Тот пьет, булькая горлом, опруживая посудину без отрыва. Кончив, глядит ошалело, опять же крутит головой, говорит:

— Анфал, пес, пиво не выставил, грит, ясные головы надобны! А я, коли не выпью — не человек! — шатнувшись, поворачивает на уход.

— Баклагу верни! — кричит ему Косой. Тот небрежно бросает баклажку позадь себя: «На, лови!» — и уходит, не оборачиваясь.
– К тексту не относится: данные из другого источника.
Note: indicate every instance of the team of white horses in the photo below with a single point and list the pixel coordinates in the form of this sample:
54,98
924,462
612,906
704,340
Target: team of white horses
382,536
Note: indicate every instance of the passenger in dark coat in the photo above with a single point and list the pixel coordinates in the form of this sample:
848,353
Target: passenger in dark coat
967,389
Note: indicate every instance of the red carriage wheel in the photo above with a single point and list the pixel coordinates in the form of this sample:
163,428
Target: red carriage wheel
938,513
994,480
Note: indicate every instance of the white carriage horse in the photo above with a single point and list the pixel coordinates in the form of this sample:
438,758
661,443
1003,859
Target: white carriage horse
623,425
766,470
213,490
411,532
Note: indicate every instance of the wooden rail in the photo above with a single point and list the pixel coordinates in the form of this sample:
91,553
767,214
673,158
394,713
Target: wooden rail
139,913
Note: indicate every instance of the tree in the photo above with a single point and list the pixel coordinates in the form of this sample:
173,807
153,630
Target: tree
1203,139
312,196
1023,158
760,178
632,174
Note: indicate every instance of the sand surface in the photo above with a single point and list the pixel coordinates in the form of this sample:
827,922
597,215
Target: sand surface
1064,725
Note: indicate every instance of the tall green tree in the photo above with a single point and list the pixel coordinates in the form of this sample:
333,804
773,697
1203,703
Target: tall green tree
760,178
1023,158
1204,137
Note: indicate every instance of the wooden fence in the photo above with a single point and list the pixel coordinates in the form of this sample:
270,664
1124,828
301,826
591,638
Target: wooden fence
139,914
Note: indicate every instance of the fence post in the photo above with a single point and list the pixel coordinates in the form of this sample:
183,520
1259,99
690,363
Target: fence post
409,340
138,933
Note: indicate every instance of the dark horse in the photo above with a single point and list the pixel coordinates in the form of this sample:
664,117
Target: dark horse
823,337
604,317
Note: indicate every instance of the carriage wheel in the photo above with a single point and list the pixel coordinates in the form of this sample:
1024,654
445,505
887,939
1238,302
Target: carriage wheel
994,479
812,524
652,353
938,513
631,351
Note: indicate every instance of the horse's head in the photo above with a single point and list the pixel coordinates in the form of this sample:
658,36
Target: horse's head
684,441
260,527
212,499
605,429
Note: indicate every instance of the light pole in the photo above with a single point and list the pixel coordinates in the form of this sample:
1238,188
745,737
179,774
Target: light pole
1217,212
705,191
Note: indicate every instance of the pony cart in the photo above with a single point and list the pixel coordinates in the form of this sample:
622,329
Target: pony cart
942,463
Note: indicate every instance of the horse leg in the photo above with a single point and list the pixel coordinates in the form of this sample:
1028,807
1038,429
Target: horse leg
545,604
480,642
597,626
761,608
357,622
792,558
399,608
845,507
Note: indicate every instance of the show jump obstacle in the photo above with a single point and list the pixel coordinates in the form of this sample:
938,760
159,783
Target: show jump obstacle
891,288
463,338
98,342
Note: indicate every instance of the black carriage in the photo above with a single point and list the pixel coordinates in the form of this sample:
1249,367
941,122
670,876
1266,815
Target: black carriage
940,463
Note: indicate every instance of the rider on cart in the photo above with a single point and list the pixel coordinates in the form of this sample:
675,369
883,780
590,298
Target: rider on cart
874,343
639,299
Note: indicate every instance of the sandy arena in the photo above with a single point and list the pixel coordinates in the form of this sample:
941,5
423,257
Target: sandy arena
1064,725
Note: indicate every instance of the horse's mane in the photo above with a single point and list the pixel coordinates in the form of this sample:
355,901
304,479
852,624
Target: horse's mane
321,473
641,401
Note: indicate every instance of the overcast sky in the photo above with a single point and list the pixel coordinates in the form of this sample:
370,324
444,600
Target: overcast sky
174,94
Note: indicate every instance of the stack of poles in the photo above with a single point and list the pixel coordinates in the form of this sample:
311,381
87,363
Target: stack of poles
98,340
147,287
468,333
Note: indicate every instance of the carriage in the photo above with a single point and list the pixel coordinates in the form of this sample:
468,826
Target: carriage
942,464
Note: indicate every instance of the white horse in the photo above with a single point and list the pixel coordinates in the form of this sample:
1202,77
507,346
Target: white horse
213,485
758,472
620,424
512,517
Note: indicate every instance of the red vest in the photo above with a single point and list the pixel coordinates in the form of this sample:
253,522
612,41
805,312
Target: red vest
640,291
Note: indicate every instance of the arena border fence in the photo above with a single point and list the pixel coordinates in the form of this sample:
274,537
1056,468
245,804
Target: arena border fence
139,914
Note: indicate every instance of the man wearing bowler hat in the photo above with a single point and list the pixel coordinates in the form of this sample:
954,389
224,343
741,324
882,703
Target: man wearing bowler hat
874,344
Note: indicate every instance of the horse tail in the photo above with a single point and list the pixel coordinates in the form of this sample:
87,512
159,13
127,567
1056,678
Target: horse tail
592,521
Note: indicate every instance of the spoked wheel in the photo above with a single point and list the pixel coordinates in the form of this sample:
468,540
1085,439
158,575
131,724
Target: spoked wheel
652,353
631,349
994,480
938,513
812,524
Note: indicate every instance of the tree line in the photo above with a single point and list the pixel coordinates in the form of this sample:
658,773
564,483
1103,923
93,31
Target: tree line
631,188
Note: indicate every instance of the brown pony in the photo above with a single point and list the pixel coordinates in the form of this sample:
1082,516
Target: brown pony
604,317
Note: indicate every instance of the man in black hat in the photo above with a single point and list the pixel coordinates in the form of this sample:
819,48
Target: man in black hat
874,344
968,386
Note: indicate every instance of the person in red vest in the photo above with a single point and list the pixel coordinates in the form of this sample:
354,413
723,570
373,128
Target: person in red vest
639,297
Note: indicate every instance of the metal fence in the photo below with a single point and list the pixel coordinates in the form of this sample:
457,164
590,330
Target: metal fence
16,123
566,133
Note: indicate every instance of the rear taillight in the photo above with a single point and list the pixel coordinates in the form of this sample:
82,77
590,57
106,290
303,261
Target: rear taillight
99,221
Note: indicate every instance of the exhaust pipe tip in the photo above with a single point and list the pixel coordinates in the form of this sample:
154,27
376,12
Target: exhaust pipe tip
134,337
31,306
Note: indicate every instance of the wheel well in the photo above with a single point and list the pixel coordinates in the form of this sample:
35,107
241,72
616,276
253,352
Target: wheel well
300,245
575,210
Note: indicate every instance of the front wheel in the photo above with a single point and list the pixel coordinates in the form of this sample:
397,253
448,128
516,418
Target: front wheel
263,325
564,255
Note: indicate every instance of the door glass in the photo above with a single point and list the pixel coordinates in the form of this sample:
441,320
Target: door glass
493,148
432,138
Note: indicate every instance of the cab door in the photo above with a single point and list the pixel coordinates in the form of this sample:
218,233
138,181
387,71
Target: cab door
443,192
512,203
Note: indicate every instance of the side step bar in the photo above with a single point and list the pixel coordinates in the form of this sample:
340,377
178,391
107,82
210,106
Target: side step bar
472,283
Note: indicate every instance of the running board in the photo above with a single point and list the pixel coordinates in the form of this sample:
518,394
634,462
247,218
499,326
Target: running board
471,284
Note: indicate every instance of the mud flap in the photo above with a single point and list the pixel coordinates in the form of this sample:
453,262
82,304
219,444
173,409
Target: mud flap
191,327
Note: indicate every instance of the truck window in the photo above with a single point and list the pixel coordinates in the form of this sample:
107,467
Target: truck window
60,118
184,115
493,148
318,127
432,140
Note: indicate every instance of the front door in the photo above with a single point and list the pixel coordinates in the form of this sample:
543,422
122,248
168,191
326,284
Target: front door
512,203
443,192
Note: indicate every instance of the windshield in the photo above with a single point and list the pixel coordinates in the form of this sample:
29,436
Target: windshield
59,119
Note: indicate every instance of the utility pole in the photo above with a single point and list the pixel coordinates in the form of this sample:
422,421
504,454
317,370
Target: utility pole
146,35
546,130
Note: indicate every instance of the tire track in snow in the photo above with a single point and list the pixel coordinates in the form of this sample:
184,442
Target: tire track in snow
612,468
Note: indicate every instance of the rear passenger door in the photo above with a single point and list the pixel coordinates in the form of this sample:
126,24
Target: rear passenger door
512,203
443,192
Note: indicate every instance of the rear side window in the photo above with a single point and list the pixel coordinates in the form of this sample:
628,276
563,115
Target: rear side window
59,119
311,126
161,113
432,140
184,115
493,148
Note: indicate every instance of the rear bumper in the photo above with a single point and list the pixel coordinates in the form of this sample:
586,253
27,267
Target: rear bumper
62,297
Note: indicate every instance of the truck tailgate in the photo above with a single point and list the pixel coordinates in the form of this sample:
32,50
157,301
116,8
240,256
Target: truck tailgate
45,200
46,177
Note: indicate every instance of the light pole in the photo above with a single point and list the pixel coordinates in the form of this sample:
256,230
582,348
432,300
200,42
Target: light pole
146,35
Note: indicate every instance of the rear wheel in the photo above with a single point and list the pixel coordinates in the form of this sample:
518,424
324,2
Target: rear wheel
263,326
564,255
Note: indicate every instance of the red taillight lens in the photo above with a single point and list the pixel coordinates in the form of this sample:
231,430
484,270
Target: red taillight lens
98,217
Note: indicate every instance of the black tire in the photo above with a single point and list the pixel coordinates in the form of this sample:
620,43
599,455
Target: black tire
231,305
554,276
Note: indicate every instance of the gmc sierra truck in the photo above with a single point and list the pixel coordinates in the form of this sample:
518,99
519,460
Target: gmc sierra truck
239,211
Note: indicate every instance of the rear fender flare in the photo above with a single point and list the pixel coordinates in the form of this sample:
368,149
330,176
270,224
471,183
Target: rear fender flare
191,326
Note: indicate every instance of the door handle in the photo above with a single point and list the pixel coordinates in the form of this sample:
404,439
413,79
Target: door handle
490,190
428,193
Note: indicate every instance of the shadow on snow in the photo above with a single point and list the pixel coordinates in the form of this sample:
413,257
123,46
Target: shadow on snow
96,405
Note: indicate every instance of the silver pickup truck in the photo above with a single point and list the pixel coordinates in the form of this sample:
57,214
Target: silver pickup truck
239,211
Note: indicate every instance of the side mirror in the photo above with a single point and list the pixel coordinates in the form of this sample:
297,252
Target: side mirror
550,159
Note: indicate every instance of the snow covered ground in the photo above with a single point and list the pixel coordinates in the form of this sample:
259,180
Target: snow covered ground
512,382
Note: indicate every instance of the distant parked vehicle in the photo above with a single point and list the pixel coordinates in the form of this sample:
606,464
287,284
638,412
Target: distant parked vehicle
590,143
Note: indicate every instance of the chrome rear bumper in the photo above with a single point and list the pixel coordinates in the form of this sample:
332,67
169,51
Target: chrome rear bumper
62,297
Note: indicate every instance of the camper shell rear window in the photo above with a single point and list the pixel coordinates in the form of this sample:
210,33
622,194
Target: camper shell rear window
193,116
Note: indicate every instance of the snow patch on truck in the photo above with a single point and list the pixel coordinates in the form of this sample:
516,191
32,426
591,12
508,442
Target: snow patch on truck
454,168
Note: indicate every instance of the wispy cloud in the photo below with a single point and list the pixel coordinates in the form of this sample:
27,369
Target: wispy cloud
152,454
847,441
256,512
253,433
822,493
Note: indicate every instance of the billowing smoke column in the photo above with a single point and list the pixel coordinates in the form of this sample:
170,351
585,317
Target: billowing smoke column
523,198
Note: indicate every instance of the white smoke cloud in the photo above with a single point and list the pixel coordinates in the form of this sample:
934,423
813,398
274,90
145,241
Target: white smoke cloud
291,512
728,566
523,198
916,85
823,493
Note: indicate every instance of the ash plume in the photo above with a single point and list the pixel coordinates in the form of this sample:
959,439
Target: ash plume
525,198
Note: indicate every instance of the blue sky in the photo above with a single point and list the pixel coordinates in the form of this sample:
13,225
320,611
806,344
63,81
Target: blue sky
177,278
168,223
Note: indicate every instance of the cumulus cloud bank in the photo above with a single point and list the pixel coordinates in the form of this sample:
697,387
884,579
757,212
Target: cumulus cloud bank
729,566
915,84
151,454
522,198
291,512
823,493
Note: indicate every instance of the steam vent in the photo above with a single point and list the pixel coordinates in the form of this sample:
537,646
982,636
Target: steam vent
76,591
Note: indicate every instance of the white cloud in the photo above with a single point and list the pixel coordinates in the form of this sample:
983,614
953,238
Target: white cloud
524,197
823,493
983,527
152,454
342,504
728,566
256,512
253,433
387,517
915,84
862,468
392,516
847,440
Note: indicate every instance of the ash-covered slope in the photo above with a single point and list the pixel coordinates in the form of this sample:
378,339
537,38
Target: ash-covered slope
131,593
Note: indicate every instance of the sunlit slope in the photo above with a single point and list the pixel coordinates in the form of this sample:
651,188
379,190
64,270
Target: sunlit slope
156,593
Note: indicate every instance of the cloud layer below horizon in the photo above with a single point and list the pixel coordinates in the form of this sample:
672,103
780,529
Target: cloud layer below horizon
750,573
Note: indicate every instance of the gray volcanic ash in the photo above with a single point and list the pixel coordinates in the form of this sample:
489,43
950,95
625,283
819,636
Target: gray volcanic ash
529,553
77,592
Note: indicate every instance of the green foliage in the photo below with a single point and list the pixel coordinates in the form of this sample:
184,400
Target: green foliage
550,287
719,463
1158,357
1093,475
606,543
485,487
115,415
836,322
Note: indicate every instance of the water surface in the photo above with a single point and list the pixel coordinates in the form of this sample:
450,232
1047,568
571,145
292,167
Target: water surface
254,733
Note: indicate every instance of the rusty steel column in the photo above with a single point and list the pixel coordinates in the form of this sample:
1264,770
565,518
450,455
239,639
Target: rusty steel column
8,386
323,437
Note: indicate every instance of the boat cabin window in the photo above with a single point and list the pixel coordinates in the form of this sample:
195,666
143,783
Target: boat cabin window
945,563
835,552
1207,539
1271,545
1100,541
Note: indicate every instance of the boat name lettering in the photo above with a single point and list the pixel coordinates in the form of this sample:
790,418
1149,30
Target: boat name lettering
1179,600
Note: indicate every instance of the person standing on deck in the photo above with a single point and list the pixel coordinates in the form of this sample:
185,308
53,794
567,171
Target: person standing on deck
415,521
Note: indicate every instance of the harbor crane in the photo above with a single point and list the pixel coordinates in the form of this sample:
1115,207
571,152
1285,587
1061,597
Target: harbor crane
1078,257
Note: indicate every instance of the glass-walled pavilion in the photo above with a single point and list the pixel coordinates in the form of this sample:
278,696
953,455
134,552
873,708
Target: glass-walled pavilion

Владелец вина ловит баклажку и сердито сует, пустую, в калиту:

— Спасиба, и то не сказал!

— А ты ведашь, кто ето?

— А, шиш какой, прилипало! Знаю таких!

— А и не шиш! Слыхал, как о прошлом годе Злой Городок грабили?

— Ну!

— Дак ето ихнего-то князька на бою убил? Дак ентот мужик и есь!

— Неуж?

— Точно, он! С саблей не расстаетси, вишь! Заговоренная сабля у ево! Однова тринадцать душ положил, без передыху!

— Ти-и-и-хо! — раздается хриплый рокочущий звук рога.

— Ну! Никак созывают на круг? Пошли! — оба встают, с сомнением глянув на спящего: «Будить?»

— Не! Пуща и отоспится! Всю ночь по стану блукал, в избы лез, бабу ему, вишь, нать! Молодцы едва успокоили! Мужик как мужик, не хуже иных, а как выпьет — беда с им!

Перед воеводской избой море голов. Все в оружии. У кого засапожник, кинжал ли ясский, у кого и сабля. Только рогатин да бердышей нет.

— Ти-и-и-хо! Анфал говорит!

Анфал выходит на крыльцо, ставит руки фертом, осанисто оглядывает площадь. После срывает шапку с головы (он в белой рубахе, подпоясанной ордынскою шелковой фатой на монгольский лад, в распахнутом летнике, в синих портах, в яловых грубых сапогах с загнутыми носами), кидает шапку себе под ноги: «Здравствуйте, казаки! Здравствуйте, атаманы-молодцы!»

— Здрав буди, Анфал! — ревет площадь в ответ, и шапки приветственно летят вверх.

— Зачем созвал? — прорезывается чей-то молодой высокий голос.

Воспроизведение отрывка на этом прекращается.